A solid liquidity position and strong operating performance will help limit new debt, despite an ambitious capital program
We understand that state transfers to the city for funding state-delegated tasks, principally to pay for maintenance and wages, are calculated on a per-capita basis. Therefore, we have now revised our approach in examining all Bulgarian entities and include both local and state-delegated revenues and expenditures, roughly doubling Sofia's budget. Because operating revenue and expenditure flows were similar, this change had no major effect on our assessment, but some of our ratios have changed.
More specifically, we foresee continued solid operating results over 2017-2019, with surpluses now averaging 8.8% of operating revenues, backed by ongoing measures to improve collections, alongside better economic conditions and adequate control over expenses. Nonetheless, the city has a large capital program, which we expect will keep related expenses high and drive the balance after capital accounts into negative territory. The program includes, for example, the third phase of the municipal metro extension, extensive work on the water and sewage network and road infrastructure, and renovation of educational institutions.
While a share of these projects is planned to be mostly funded by EU or national funds, some will be co-financed by the city, which for Sofia could result in volatile overall performance. We expect that, as it has done over the past few years, Sofia will continue to finance its deficits with new debt issuances, with the debtholders most likely being European entities. We forecast nominal direct debt will rise to about Bulgarian lev (BGN) 728 million (about €370 million) in 2019 from BGN643 million in 2016, although it will still account for 68% of operating revenues as these increase further.

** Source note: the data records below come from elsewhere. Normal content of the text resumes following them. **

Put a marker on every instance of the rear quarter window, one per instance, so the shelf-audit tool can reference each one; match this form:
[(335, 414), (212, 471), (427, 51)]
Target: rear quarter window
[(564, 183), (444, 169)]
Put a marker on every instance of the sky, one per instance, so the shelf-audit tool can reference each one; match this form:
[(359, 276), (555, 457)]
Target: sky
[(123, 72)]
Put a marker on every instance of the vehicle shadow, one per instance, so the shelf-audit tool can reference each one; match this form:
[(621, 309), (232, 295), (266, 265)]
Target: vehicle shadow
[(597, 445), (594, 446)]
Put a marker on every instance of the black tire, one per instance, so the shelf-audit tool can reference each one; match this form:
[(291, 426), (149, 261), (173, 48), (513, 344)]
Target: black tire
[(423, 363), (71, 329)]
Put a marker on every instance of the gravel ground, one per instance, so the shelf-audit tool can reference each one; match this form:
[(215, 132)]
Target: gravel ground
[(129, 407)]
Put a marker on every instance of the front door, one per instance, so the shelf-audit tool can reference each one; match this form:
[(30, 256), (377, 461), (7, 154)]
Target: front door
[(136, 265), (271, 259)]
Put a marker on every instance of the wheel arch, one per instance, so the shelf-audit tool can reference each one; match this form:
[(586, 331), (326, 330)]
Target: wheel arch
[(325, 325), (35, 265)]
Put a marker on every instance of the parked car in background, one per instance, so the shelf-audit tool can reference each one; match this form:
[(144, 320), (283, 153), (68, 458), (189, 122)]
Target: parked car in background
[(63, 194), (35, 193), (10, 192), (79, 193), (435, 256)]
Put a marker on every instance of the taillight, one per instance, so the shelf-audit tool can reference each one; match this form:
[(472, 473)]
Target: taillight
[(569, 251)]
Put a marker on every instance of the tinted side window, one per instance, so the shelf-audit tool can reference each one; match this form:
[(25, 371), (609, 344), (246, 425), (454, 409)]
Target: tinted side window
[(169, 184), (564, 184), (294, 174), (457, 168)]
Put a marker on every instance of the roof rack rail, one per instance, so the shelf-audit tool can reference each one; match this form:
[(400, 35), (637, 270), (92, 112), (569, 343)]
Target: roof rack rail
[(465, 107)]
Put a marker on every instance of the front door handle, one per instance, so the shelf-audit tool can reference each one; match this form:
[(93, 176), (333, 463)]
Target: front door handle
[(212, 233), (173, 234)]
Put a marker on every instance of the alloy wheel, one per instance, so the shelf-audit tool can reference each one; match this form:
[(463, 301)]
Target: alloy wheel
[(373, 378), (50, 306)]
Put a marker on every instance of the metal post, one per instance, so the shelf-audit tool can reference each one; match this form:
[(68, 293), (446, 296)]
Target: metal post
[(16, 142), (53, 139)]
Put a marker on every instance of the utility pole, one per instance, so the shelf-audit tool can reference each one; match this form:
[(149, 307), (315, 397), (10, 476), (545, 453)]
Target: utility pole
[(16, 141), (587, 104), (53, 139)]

Under our base case, Sofia's capex would average about 15% of total expenditures in 2017-2019. Sofia enjoys high flexibility in adjusting its local revenues within certain brackets set by the central government. Following our change in analytical approach, these revenue sources now amount to about 60% of operating revenues, which we consider high. Nevertheless, we continue to see the city's willingness to use this flexibility as limited.
We expect the city's liquidity coverage ratio will remain sound over the next 12 months. Adjusted for the expected deficit, free cash reserves and liquid assets will continue to cover the debt falling due over the next 12 months by almost 3x. Sofia also generates strong internal cash flow, as reflected in high operating surpluses that cover more than 200% of annual debt service. However, as for other Bulgarian municipalities, we view Sofia's access to external liquidity as limited, due to weaknesses in the domestic banking system (see "Banking Industry Country Risk Assessment: Bulgaria," published Dec. 30, 2016, on RatingsDirect).
We continue to assess Sofia's contingent liabilities as higher than its peers'. Sofia has ownership stakes in multiple companies, but the transport companies and the heating company, Toplofikacia-Sofia, are the most important ones, accounting for about 80% of the municipal companies' liabilities. Another contingent liability is Sofia's ownership of Municipal Bank A.D., which may incur additional costs under a stress scenario. Overall, we believe that, if these risks materialize, the associated liabilities for the city would be equivalent to 15%-30% of the city's consolidated revenues."